Schutz vor Haftung und Sach­schäden

Die Bauherrenhaft­pflicht­versicherung zahlt, wenn der Bauherr in die Haftung gerät. Ohne sie sollte er gar nicht erst anfangen zu bauen. Zweite wichtige Versicherung für Bauherren: die Bauleistungs­versicherung. Sie tritt ein, wenn auf der Baustelle wegen unvor­hersehbarer Umstände Schäden entstehen. Finanztest hat insgesamt 55 Bauversicherungen untersucht und sagt, welche gut und günstig schützen.

Bauherr zahlt fast immer

Wenn sich auf Baustellen wegen unzu­reichender Unfall­verhütung ein Unfall ereignet, steht fast immer der Bauherr für die Folgen gerade.

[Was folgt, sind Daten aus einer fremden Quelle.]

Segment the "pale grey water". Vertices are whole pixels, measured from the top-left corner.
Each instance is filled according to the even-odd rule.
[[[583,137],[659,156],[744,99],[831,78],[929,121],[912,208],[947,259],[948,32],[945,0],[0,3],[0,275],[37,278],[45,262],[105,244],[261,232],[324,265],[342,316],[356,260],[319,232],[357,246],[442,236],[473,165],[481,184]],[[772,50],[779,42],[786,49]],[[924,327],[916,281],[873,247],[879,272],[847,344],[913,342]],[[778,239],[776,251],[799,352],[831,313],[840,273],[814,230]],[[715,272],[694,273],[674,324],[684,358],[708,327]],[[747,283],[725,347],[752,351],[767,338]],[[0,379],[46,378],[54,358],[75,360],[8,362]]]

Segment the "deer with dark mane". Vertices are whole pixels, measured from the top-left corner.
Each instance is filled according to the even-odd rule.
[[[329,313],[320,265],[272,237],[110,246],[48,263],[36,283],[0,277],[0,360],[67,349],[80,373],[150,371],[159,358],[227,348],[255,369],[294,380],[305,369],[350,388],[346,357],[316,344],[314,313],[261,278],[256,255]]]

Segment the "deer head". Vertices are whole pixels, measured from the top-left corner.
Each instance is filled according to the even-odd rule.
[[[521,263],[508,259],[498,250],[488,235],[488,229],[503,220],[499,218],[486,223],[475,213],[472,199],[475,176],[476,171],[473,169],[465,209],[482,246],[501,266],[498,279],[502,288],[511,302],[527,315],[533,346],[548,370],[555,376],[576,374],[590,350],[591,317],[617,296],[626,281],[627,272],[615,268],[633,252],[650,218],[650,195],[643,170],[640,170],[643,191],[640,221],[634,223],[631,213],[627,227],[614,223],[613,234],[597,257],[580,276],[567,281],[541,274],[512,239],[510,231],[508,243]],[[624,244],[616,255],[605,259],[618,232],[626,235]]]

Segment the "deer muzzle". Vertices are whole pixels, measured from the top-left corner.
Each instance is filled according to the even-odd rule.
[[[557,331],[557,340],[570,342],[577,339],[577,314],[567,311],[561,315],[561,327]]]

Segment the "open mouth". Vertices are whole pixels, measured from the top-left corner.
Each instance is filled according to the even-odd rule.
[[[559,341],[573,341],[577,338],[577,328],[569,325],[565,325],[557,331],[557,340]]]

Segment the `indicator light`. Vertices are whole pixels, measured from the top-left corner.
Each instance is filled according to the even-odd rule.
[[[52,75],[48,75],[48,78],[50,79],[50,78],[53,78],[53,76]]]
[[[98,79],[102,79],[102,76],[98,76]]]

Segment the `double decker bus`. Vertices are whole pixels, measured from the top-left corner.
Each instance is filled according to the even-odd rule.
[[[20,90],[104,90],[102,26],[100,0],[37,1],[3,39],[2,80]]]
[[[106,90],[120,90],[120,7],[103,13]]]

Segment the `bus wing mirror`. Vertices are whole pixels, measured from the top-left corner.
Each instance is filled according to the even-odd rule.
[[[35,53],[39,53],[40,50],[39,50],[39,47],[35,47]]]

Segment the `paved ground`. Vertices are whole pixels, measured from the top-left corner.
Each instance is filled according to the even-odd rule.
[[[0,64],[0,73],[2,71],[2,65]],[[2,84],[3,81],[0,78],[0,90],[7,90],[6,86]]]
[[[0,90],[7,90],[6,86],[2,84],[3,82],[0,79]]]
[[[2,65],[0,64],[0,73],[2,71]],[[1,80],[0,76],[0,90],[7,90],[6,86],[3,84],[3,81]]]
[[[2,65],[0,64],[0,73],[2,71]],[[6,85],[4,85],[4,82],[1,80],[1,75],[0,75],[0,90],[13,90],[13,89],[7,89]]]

Hat sich das Opfer schwer verletzt, kann die Schaden­ersatz­leistung für den Bauherren existenz­bedrohend sein. Der Bauherr kann die Pflicht zur Absicherung zwar auf Firmen oder einen Bauleiter über­tragen, aber auch das ist Unfall­opfern gegen­über oft unwirk­sam. Dann muss zunächst doch wieder er zahlen. Vor diesem Ungemach schützt eine gute Bauherrenhaft­pflicht­versicherung. Unser Test zeigt: Keineswegs alle Angebote schließen alle wichtigen Leistungen ein. Zudem gibt es große Preis­unterschiede.

Begrenzter Schutz durch Privathaft­pflicht­versicherung

Manche Häuslebauer sind bereits über ihre Privathaft­pflicht­versicherung geschützt. Zumindest für kleinere Baustellen reicht der Schutz bei sehr vielen Policen. Oft allerdings reicht der Privathaft­pflicht­schutz nur für kleinere Baustellen bis 50 000 Euro. In die für den Versicherungs­schutz entscheidende Bausumme sind alle Kosten von der Einrichtung der Baustelle bis zur Fertigstellung einzurechnen. Der Preis fürs Grund­stück zählt aber nicht mit.

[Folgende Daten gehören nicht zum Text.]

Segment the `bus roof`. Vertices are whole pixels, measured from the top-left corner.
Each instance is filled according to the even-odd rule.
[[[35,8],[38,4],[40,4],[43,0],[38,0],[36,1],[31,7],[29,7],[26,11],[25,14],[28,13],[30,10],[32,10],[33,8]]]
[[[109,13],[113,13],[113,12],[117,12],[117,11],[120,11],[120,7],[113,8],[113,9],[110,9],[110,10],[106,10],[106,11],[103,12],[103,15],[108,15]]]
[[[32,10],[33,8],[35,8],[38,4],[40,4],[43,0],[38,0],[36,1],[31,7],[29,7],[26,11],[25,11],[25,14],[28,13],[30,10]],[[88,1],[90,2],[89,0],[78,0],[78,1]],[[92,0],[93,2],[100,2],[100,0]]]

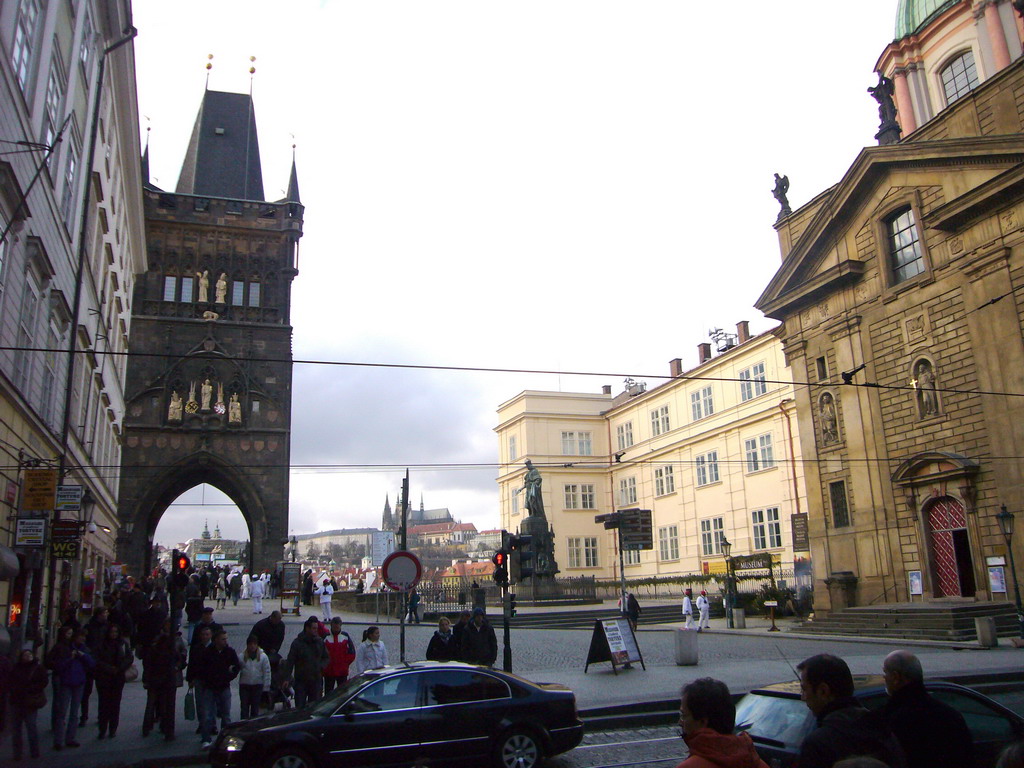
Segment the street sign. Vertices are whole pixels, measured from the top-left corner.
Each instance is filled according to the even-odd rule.
[[[57,494],[56,469],[26,469],[21,489],[22,509],[53,509]]]
[[[78,559],[81,538],[77,520],[54,520],[50,524],[50,549],[58,560]]]
[[[46,543],[46,520],[42,517],[19,517],[14,534],[16,547],[41,547]]]
[[[384,564],[384,559],[395,551],[394,531],[374,531],[373,540],[370,542],[370,562],[374,567],[379,568]]]
[[[78,512],[82,509],[82,486],[58,485],[56,503],[53,508],[57,512]]]
[[[619,541],[623,549],[654,549],[654,520],[649,509],[624,509],[620,513]]]
[[[422,575],[423,566],[420,559],[412,552],[404,550],[392,552],[381,566],[381,578],[396,592],[412,591],[419,584]]]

Tipp: Sie sind an einer guten Privathaft­pflicht­versicherung interes­siert? Die Analyse Privathaftpflichtversicherung der Stiftung Warentest ermittelt für Sie güns­tige Angebote.

Steigende Bausumme und Verlängerung melden

Zeichnet sich im Laufe der Bauarbeiten ab, dass die Kosten die versicherte Bausumme über­steigen, müssen Bauherren sich sofort beim Versicherer melden und ihre Bauherrenhaft­pflicht­versicherung erweitern. Sie laufen sonst Gefahr, dass der Versicherungs­schutz komplett verloren geht. Ist bereits ein Schaden entstanden, kommt die Erhöhung der Versicherungs­summe zu spät. Es bleibt dann nur, auf Kulanz zu hoffen. Werden die Bauarbeiten nicht recht­zeitig fertig, müssen Bauherren außerdem unbe­dingt ihre Police verlängern. Meist ist das gegen Mehr­beitrag möglich. Anderenfalls muss ein neuer Vertrag her.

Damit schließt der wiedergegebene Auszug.